だが、俺の声に反応してうっすらと目を開けた詩織は、起き上がる代わりに、俺のシャツの裾をきゅっと掴んだ。
「……湊くん」
完全に寝ぼけた、甘えきった声だった。
「……っ」
俺の思考回路が、一瞬でショートした。
掴まれた裾から、彼女の体温が伝わってくるような気がして、動けない。
「おい……起きろって」
だが、詩織の目はすでに閉じられている。
俺はため息をつき、起こすのを諦めた。仕方なく、そのままの姿勢で本を開き直す。
すると、数分後。
コトン、と。
俺の右肩に、柔らかな重みが乗った。
「……」
詩織が、完全に俺の肩に頭を預けて眠ってしまったのだ。
彼女のシャンプーの匂いが、鼻先をかすめる。腕に伝わる、確かな体温。
……ページが、めくれない。
活字が全く頭に入ってこない。
俺は本を読むのを完全に諦め、ただ天井を見上げて、この不整脈のような鼓動が治まるのを待つしかなかった。
その時、詩織の唇が微かに動いた。
「……すいぞくかん……」
「ん?」
「……また、行きたいです……」
寝言だ。
夢の中で、昨日の続きを見ているのだろう。
俺は、彼女の寝顔を横目で見下ろしながら、少しだけ沈黙した。
そして。
「……今度は、もっと空いてる日にする」
誰に聞かせるわけでもなく、静かにそう返した。
次を約束すること。未来を共に過ごすことを前提にすること。
それは、「好き」という言葉よりも、今の俺たちにとっては重くて、確かなものだった。
時計の針が、夜の十一時を回る。
そろそろ本当に起こして、ベッドに行かせないといけない。
「……警戒心なさすぎだろ、お前」
俺は呆れたようにぼやきながら、彼女の額にかかった前髪を、そっと指先で避けた。
肌に触れるか触れないかの、微かな接触。
すると、詩織が半分眠ったまま、俺の服の裾をさらに強く握りしめた。
「……どこにも、行かないでくださいね」
――。
その言葉は、俺の胸の一番柔らかい場所を、深く、正確に刺した。
親を亡くした俺は、誰かが突然消えることの恐ろしさを、誰よりも知っている。
当たり前の日常が、ある日突然、音を立てて崩れ去る絶望を。
だからこそ、他人と深く関わることを避けてきた。
なのに、今の俺は。
この小さな体温を手放すことの方が、一人でいることよりもずっと怖いと感じてしまっている。

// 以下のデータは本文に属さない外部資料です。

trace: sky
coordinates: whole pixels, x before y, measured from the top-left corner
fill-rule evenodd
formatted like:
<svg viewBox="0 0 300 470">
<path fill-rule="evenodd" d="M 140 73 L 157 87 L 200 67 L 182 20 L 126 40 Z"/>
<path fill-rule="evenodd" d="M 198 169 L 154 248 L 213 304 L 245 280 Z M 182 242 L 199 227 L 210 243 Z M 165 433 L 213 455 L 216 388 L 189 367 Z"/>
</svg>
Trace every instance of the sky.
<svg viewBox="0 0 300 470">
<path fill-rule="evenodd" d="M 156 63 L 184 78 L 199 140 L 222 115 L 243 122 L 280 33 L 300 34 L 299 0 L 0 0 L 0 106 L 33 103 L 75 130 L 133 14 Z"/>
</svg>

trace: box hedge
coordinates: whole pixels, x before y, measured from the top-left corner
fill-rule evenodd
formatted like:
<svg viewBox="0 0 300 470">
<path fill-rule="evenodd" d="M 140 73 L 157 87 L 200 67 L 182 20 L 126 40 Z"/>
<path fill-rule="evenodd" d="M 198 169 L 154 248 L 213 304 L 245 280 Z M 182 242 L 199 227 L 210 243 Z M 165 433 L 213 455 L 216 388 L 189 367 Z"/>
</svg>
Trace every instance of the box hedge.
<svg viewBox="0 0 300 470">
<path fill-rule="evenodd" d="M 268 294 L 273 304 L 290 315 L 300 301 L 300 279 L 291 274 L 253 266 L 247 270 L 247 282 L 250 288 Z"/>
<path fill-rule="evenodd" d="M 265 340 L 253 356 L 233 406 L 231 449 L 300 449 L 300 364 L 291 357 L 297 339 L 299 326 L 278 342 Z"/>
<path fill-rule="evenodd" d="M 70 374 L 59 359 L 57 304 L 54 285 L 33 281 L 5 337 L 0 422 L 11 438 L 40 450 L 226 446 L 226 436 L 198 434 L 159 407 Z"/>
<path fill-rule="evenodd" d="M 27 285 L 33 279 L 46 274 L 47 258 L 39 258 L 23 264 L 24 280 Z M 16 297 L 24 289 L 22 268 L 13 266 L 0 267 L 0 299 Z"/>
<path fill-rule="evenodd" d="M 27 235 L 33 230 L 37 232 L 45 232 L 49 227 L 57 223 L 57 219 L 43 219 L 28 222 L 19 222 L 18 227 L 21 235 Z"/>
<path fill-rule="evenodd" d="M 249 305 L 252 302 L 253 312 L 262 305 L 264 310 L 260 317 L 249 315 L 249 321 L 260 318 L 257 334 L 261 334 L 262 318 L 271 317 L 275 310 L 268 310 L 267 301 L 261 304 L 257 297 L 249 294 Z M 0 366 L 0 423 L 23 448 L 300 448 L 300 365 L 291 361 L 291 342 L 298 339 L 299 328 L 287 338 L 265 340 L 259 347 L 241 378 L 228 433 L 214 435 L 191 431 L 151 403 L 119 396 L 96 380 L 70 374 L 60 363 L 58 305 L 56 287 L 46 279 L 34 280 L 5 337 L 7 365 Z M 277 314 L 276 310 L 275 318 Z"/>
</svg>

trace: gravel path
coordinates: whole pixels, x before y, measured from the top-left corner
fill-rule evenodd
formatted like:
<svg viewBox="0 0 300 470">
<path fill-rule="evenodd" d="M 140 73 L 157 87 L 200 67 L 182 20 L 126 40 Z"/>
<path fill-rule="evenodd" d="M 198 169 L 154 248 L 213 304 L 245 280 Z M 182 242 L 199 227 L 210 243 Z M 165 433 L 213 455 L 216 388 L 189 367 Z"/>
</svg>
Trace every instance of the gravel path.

俺は、裾を掴む彼女の小さな手に、自分の手をそっと重ねた。
「……行かねえよ」
その声は、自分でも驚くほど優しく、そして、揺るぎない決意に満ちていた。
まだ、恋人じゃない。
でも、ただの同居人でもない。
共犯者で、生活共同体で、守るべき相手。
この曖昧で、不器用で、どうしようもなく温かい「平熱の距離」が、今はただ、愛おしかった。